WASHINGTON — Ending a struggle that lasted almost a year, Senate and House negotiators agreed Saturday night on a massive five-year farm bill that generally renews expensive crop subsidy programs in hopes of tiding debt-ridden farmers through the worst financial crisis in 50 years.
Just before reaching agreement, the conferees pared more than $2 billion from the compromise measure in an effort to avoid a veto by President Reagan. That brought the bill's estimated three-year subsidy costs to about $52 billion, close to the $50-billion limit the President had demanded.
In addition, the legislation--the most voluminous ever considered by Congress--includes $36 billion for food stamps over three fiscal years, beginning last Oct. 1.
Block Won't Comment
Congressional leaders will try to push the farm measure through both houses and on to the White House before Congress leaves for a long recess sometime this week.
Agriculture Secretary John R. Block, who grudgingly acceded to several key provisions and strongly opposed others, refused to say whether he would recommend that Reagan sign or veto the bill. "I am not commenting," Block told reporters.
However, Senate Majority Leader Bob Dole (R-Kan.), a conferee up for reelection next year in a hard-hit wheat-growing state, appeared confident that the President would accept the legislation.
"I think we're in good shape," he said. "The President has an opportunity now to put a cap on this effort by signing a bill and sending a message to the farmers that he's on board."
The legislation makes relatively modest changes in current subsidy programs, which are renewed for five years, although cost estimates are available for only the first three years.
Week of Grueling Talks
It slightly reduces guaranteed minimum prices of crops in an effort to boost exports and cut taxpayer costs.
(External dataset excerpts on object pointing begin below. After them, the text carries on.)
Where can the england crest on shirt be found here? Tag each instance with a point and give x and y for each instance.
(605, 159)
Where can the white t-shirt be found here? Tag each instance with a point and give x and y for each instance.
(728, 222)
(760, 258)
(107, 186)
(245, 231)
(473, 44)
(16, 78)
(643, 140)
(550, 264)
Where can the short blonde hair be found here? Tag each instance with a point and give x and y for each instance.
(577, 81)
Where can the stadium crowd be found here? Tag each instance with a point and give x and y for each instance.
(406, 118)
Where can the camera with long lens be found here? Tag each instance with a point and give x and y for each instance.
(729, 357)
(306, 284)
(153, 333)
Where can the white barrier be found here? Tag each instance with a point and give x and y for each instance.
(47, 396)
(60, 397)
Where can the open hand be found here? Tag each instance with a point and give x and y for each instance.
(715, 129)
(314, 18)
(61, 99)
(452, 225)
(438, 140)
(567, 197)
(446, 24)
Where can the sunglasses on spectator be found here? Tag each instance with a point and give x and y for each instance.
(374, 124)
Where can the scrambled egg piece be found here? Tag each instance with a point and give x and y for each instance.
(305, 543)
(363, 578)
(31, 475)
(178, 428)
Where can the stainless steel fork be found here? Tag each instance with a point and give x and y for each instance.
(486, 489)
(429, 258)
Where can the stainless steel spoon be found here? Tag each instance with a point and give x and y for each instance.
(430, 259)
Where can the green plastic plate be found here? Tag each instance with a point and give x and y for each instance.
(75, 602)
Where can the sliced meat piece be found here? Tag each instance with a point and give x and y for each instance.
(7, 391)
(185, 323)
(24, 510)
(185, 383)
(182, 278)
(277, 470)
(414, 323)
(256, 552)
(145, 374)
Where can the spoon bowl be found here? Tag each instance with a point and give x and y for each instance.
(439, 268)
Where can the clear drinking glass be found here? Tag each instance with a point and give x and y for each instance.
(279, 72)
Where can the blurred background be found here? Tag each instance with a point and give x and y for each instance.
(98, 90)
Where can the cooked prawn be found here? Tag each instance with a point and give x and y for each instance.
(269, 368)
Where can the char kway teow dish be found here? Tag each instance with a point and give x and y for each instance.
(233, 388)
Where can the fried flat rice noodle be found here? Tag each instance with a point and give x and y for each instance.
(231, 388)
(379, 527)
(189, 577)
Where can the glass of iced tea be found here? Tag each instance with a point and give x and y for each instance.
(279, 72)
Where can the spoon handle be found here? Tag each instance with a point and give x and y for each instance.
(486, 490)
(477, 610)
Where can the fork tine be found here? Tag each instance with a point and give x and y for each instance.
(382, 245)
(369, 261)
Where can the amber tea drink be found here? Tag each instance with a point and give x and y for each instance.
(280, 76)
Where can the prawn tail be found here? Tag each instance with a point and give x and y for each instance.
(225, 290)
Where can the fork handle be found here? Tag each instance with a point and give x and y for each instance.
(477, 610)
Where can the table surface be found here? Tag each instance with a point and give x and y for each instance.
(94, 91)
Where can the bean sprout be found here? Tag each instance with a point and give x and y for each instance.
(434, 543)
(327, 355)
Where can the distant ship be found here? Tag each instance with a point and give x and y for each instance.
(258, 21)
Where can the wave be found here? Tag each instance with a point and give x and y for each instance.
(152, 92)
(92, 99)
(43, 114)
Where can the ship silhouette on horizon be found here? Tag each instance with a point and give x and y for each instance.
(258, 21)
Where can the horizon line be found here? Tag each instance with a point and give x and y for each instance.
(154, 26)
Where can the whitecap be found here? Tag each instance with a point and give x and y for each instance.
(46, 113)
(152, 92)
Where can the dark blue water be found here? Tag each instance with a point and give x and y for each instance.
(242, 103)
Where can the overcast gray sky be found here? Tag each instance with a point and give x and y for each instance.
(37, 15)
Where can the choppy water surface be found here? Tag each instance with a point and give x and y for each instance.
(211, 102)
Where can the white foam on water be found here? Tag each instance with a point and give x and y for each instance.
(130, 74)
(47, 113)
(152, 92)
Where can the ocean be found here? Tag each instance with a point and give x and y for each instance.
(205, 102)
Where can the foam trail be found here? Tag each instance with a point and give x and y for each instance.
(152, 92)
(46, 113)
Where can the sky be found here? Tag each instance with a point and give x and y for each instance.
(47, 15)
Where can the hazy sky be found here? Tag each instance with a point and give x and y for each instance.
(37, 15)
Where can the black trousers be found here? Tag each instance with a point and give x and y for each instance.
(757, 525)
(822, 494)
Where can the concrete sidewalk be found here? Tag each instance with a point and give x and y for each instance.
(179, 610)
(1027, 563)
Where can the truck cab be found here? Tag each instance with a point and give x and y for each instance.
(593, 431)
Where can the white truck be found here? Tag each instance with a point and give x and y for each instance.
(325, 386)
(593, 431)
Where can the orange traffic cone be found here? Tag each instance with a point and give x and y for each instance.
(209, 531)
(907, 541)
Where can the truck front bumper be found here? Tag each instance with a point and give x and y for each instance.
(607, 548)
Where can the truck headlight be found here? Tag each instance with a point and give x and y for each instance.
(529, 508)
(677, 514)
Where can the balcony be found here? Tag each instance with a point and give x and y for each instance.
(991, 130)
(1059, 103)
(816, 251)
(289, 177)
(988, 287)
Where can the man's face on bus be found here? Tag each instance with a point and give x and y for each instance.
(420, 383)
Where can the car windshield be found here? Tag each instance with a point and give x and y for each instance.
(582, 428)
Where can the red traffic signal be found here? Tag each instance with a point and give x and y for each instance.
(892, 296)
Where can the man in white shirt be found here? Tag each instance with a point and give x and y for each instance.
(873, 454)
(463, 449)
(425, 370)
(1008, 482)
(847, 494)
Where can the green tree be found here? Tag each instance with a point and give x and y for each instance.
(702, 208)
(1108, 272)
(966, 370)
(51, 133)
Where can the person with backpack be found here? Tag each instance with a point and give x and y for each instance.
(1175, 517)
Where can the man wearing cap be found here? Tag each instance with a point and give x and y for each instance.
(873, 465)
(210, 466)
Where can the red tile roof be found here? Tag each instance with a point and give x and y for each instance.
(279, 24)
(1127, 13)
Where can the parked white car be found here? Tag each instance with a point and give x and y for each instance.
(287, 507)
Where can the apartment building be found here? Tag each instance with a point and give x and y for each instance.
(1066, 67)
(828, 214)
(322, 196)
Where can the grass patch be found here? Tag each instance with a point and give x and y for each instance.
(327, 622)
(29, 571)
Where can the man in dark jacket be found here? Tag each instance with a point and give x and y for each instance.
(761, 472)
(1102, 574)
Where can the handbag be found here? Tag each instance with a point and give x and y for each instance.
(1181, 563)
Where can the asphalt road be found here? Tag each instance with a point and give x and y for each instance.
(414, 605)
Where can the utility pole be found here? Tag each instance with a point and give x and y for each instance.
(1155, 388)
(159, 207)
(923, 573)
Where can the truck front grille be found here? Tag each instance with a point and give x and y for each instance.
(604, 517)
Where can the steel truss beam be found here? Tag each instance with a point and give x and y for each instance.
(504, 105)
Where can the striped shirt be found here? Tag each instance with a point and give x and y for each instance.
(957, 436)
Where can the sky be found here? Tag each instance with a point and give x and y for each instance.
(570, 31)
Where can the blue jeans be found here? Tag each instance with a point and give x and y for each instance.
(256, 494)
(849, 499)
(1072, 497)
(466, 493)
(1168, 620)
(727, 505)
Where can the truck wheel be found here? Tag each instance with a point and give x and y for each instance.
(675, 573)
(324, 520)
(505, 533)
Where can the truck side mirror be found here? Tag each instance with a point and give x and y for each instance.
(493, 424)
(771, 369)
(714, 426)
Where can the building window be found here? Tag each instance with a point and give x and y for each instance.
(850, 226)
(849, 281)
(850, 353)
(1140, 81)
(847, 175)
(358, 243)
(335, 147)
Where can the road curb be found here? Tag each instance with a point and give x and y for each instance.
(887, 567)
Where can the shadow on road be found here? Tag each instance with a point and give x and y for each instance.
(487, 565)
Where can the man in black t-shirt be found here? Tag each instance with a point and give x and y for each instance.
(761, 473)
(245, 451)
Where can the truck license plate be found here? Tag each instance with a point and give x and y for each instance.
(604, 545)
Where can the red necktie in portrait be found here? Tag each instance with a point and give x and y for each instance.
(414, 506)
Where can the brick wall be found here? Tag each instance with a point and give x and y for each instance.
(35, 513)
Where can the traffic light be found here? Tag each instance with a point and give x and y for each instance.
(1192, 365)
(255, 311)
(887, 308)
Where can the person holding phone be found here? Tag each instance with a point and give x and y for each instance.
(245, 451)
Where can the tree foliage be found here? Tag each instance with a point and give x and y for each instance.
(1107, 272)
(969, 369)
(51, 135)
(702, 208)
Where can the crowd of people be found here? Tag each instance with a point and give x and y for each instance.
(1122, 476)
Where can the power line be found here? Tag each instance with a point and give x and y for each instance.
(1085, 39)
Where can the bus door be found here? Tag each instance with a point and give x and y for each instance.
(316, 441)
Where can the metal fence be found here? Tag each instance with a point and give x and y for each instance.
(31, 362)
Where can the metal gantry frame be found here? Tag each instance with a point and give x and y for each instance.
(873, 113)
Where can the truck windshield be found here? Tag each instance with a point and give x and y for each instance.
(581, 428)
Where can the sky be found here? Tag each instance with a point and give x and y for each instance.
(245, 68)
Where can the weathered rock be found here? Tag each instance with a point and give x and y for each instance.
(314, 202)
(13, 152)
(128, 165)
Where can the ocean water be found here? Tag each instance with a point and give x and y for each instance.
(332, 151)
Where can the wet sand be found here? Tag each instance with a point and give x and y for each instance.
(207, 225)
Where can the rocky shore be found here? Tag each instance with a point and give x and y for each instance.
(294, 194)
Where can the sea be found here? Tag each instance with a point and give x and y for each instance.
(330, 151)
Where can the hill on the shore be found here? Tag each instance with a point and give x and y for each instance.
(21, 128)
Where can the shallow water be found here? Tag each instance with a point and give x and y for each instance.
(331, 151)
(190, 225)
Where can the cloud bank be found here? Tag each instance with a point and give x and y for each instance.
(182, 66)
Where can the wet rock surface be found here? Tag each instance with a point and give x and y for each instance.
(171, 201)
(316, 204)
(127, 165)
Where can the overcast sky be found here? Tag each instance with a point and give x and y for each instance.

But it effectively increases direct income subsidy payments to wheat, corn, cotton and rice farmers, many of whom are threatened with bankruptcy.
In one of their last actions during more than a week of grueling talks, the conferees adopted a new plan for cutting overproduction and huge surpluses of milk, butter and cheese.
The plan calls for placing a tax on dairy farmers that would be used to finance government purchases of entire herds of dairy cattle. If that gambit, which would involve the slaughter or export of an estimated 800,000 cows, did not work, then the secretary of agriculture could substantially lower dairy price support levels in 1987.
To prevent markets from being depressed by the new slaughtering, the government would be required to purchase 400 million pounds of red meat for donation to school lunch and international food aid programs.
Reagan strongly opposed the new tax, seeking instead an immediate reduction in price supports to discourage milk production and reduce surpluses of dried milk, butter and cheese.
However, Rep. Tony Coelho (D-Merced), who helped forge the dairy agreement, indicated that Block was "not opposed" to it.
Cut in Dairy Spending
Coelho estimated that current spending levels on dairy subsidies would be cut by about $3.5 billion over three years and that the 2 billion pounds of milk, butter and cheese in government storage would be substantially reduced.
The conferees also approved $1-billion worth of increases in food stamp benefits over the next three years, despite protests by Senate Agriculture Committee Chairman Jesse Helms (R-N. C.) that too little was being done to crack down on fraud and administrative errors.
Rep. Leon E. Panetta (D-Monterey), an author of the food stamp compromise, fought Helms' demands for spending cuts, saying they would jeopardize the bill.
House Defeat Feared
Rep. Edward R. Madigan (R-Ill.) backed Panetta, saying that, although he favored more cuts in the food stamp program, that would turn urban representatives against the bill and probably defeat it in the House.
"We've cut $8 billion (from food stamps) in the last four years," Panetta said. "No other area of agriculture has endured that level of reductions."
Helms countered: "If we don't crack down on this (fraud by some recipients), we're doing a disservice to the poor. This food stamp racket is so big, the Mafia is in it."
Helms said editorial cartoons accusing him of "wanting to deny food to the poor" were "a damned lie."